W środę na lotnisku Reina Sofia na Teneryfie zmierzono aż 36,7 st. C, co było najwyższą wartością odnotowaną na całym terytorium Hiszpanii - podała krajowa agencja meteorologiczna AMET.
Odwołano lekcje w szkołach
Trudne warunki spowodowane upałem i brakiem klimatyzacji w niektórych szkołach zostały jeszcze pogorszone przez burze piaskowe, które zmusiły do zamknięcia okien w salach lekcyjnych. Rodzice już w zeszłym tygodniu apelowali o zawieszenie zajęć lub prowadzenie ich w formie zdalnej po tym, jak część uczniów na Gran Canarii doznawała omdleń i skarżyła się na złe samopoczucie.
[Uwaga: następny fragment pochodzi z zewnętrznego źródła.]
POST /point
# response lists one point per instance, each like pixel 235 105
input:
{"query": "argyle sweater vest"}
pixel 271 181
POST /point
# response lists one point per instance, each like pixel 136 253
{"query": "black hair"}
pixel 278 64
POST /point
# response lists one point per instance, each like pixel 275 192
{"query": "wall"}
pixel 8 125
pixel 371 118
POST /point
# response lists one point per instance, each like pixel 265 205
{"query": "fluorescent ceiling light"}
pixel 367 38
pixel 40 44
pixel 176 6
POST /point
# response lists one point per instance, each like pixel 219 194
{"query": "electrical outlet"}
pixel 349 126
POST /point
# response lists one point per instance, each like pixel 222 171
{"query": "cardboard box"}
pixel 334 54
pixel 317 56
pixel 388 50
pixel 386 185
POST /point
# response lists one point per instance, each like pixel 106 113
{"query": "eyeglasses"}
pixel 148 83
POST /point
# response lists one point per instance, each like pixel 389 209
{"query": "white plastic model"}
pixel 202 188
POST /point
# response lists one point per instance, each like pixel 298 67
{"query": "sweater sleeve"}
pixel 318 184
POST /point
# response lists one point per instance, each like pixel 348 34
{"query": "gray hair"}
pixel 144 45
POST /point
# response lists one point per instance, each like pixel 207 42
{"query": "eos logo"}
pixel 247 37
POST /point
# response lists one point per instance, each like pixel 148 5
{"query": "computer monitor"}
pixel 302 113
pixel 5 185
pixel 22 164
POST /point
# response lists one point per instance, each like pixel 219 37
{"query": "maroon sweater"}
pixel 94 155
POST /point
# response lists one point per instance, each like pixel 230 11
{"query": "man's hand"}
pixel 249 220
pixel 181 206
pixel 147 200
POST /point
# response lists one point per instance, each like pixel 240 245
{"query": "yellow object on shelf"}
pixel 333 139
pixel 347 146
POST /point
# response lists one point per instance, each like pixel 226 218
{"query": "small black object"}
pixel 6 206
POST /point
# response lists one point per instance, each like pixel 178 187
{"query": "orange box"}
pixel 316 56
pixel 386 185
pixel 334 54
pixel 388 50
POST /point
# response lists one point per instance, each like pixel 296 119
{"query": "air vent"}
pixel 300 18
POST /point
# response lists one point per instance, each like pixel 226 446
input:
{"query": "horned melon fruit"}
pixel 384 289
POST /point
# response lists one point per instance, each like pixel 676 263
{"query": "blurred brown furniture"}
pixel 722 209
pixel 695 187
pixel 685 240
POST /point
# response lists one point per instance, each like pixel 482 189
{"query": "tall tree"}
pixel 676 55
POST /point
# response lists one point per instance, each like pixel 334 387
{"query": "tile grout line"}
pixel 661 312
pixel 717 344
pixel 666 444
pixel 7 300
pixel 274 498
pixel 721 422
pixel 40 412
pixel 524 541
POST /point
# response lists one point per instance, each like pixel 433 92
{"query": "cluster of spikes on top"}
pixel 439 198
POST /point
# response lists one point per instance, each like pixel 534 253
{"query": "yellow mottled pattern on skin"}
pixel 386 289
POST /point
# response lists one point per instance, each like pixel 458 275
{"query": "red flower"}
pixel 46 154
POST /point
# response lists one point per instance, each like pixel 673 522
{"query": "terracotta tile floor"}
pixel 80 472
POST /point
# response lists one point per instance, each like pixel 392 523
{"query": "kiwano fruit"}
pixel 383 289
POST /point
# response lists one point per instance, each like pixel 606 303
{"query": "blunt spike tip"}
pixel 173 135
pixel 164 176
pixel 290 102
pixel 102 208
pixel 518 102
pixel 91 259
Ministerstwo edukacji podjęło decyzję o zamknięciu szkół od 11 października do piątku, 13 października - przekazały lokalne media.
Hiszpania doświadcza w październiku nietypowo wysokiej temperatury, jak na tę porę roku, po tym, jak tegoroczny wrzesień został uznany za najcieplejszy na świecie w historii pomiarów - zwraca uwagę agencja Reutera.